Ma ieri si è registrata anche la richiesta dell’ex premier Giuseppe Conte, leader in pectore del M5S, di «riformare la governance della Rai», tenendo fuori i partiti, tramite una fondazione. Che, forse non a caso, è quanto contenuto in una proposta di legge del Pd, rilanciata ieri dal suo primo firmatario: il ministro del Welfare, Andrea Orlando, rimasto vicino a Conte. «E se passassimo ai fatti? — commenta il leader del sindacato Usigrai, Vittorio Di Trapani -. I partiti che ieri si sono indignati chiedano la calendarizzazione immediata dei disegni di legge che cambiano la governance Rai». Gli attuali vertici Rai, di cui alcuni partiti hanno chiesto le dimissioni, si sono difesi addossando la responsabilità della lamentata censura alla iCompany, organizzatrice del concerto: «In Rai non esiste e non deve esistere nessun “sistema” e se qualcuno – ha detto l’ad Fabrizio Salini – parlando in modo non appropriato per conto e a nome della Rai, ha usato questa parola mi scuso».
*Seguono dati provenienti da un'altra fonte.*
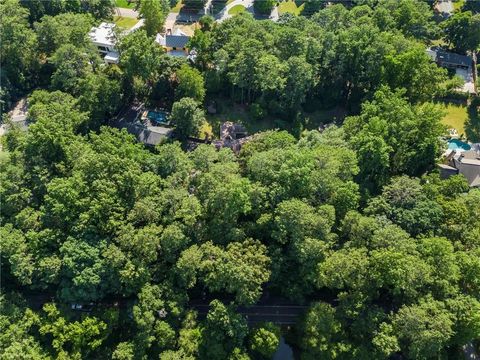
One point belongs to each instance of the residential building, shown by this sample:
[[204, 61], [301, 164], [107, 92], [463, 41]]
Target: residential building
[[466, 163], [104, 38], [175, 43], [463, 65], [449, 59]]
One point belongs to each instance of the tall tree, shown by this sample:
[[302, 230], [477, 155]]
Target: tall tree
[[187, 117], [154, 12]]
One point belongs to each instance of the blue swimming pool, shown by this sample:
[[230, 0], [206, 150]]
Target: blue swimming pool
[[158, 117], [455, 144]]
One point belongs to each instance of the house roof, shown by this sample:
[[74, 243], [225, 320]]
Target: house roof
[[179, 41], [103, 35], [468, 164], [451, 58]]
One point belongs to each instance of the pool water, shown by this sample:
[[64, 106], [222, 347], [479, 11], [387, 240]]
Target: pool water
[[455, 144], [159, 117]]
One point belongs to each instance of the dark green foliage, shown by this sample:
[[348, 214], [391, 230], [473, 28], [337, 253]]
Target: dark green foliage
[[165, 250]]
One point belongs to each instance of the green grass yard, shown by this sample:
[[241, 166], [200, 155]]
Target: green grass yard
[[457, 5], [237, 9], [125, 22], [456, 117], [289, 6], [177, 7], [125, 4]]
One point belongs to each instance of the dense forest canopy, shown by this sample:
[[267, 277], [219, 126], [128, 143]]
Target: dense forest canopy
[[352, 222]]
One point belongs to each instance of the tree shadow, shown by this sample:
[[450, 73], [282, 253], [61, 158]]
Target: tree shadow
[[472, 125]]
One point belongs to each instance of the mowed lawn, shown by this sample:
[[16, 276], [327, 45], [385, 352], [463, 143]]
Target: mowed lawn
[[176, 9], [237, 9], [125, 22], [289, 6], [456, 117], [125, 4]]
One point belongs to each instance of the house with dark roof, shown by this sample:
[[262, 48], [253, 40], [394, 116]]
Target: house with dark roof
[[466, 163], [232, 136], [175, 43], [449, 59]]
Il caso Fedez-Rai: per approfondire
Salini promette che «sarà fatta luce con gli organizzatori del concerto, che la Rai acquista e manda in onda fin dalla sua prima edizione, per capire come sia stato possibile soltanto ipotizzare un’aberrazione del genere e se esistano delle responsabilità aziendali». Fioccano intanto le ricostruzioni su quanto avvenuto: la prevalente vuole che ad allertare iCompany e la vicedirettrice di Rai3, Ilaria Capitani, siano stati esponenti leghisti che, già dal pomeriggio di sabato, battibeccavano via social con Fedez, «consigliandogli» caldamente di non intervenire su temi politici.